The vineyard in May, and "locusts"

It's been a couple of weeks now since we had that string of freezing mornings. The vines that produced new growth early were damaged by the freeze, as you can see in the second picture below. Today is the second Ice Saints day, but the weather is damp and mild. We had evening thunderstorms yesterday.

The vines that started growing later seem to be growing well. It must be a question of grape varietals. Some varieties are early bloomers, and some start growing later. I think the ones above are Sauvignon Blanc, which is the primary white grape around here. The one below obviously started too early.

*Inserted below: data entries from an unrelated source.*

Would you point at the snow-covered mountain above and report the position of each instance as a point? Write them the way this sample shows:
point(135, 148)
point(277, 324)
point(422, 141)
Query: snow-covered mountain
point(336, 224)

All around the vineyard there are a lot of small trees that are called acacia locally, in French. They're not acacia, actually, but a false acacia that was brought in from North America. Over there, they're called "locust" or "black locust" trees. They are just starting to flower now:

The acacia/locust wood is very hard and resistant to rot. It makes good support posts for the grapevines. And the white flowers of the locust tree are good to eat. People pick the flower bunches — they are very fragrant — and cook them in crepe batter as a sweet treat.